From the world's smallest working fuel cell created by chemical engineers in the US, it may be possible to have eco-friendly and portable gadgets in the future.
At just 3 millimetres across, future versions of the tiny hydrogen-fuelled power pack will be able to store more energy than batteries and that too in the same space.
AdvertisementStill, it's easier to make batteries at the small scale than the pumps and control electronics of a fuel cell.
In fact, small pumps tend to utilise more energy than they generate.
"It's not practical to make a pump, a pressure sensor, and the electronics to control the system in such a small volume. Even if they are magically made at that scale, their power consumption would probably exceed the power generated," New Scientist quoted Saeed Moghaddam at the University of Illinois at Urbana-Champaign as saying.
Thus, the researchers have now come up with a design for a tiny fuel cell that generates power without consuming it.

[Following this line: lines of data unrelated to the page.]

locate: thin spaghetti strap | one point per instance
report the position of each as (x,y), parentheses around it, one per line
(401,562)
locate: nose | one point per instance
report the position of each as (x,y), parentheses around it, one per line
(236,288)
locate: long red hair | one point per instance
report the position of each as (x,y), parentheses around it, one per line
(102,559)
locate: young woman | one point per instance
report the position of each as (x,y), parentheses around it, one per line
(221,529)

The new device is made up of just four components.
While a thin membrane separates a water reservoir above from a chamber containing metal hydride below, an assembly of electrodes lies beneath the metal hydride chamber.
The membrane has tiny holes that allow the water molecules to reach the adjacent chamber as vapour, which after reaching there reacts with the metal hydride to form hydrogen.
The hydrogen fills the chamber, pushing the membrane upwards and blocking the flow of water.
However, the hydrogen is gradually depleted by reacting at the electrodes beneath the chamber to create a flow of electricity.
As soon as the hydrogen pressure drops, it makes space for more water to enter and continue the reaction.
As the device is just 3 mm by 3 mm by 1 mm, it is the surface tension instead of gravity that controls the flow of water through the system.
Thus, the cell operates even if moved and rotated, making it ideal to power a pocket gadget.
According to Moghaddam, the latest designs give currents of around 1 milliamp at a similar voltage, which although is not enough to drive cellphones, but can power simpler electronic systems or microrobots.